The group working with Fryksdalsleden consists of participants from the Kil, Östra Ämterviks, Sunne and Lysviks folklore societies in collaboration with the Church and the municipalities. The initiative came from a couple of participants in the group.

If you are interested in Fryksdalsleden and its history, please see David Myreheds presentation and Bo Ulfvenstiernas blog, both in Swedish only.

We call Fryksdalsleden "an archaeological-, trade- and pilgrim path." Archaeological because there is reason to assume that the path has been used for at least millennia. Trade as the trail formerly has been used for trading (cf. commerce site Björke). Pilgrim because there are clear signs of pilgrims walked this road.

Christianity seems to have come to Fryksdalen during the 1100s. From that time and until the Reformation monasticism occurred here. Pilgrimages were following different paths to the holy places, to St.
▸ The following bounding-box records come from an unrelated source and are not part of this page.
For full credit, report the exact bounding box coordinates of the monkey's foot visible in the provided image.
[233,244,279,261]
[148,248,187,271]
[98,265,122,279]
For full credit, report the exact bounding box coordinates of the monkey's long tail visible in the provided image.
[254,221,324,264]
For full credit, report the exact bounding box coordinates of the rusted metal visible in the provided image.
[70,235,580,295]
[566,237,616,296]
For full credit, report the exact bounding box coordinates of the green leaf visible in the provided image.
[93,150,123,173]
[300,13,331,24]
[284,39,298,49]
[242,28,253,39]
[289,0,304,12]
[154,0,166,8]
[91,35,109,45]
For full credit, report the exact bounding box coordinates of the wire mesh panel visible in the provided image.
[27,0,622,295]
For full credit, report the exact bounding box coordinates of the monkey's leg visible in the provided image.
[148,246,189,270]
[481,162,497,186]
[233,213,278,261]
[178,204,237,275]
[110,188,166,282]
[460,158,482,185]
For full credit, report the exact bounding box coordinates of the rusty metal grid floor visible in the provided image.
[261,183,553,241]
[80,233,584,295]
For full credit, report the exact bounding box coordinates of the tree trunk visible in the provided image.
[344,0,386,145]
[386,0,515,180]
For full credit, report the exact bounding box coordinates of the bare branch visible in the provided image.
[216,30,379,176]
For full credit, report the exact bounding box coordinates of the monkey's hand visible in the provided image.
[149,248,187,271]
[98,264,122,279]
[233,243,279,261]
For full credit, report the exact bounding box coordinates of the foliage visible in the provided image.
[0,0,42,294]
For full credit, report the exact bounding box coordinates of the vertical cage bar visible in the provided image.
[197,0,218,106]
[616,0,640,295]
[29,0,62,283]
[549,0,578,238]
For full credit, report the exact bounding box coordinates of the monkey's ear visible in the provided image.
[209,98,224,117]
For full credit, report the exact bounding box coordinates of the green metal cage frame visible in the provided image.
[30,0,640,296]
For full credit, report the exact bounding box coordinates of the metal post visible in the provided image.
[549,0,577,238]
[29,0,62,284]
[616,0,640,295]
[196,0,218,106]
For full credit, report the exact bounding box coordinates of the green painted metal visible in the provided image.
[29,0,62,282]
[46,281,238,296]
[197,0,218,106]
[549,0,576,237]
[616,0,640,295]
Olaf's grave in Nidaros, but also in other directions like Skara and Eskilstuna.

Kil was a junction, from here pilgrims went to the north via Fryksdalen and Röjdådalen to Norway, alternatively via Klarälvsdalen. To the west: Brunskog-Arvika-Eda. To the south: Hammaro or Värmlandsnäs for further journey on the lake Vänern towards Skara.

Healthcare, research and education was managed by the monasteries. Some plants were imported, such as Butterbur, Petacites officinalis, a medicinal herb as been used, antispasmodic, but also as a mean to cure the plague. Roman snail (Helix pomatia) is considered to have been introduced in Sweden by the monks because that the snails were permitted as food during Lent. Butterbur still remains at Munkebacka (Monk Hill), between Östra Ämtervik and Sunne. Helix pomatia are found in Bävik. In Smedsby 1828, a medieval gold ring was found, decorated with with names of the three wise, the pilgrims' patron saints.

The pilgrims of today perhaps primarily wants to camp or stay in hostels. Therefore, we have divided the route into six sections which should be reasonable daymarches. At the goals of the stages, there is public transport. Each wanderer of course sets up his own tour according to her/his wishes.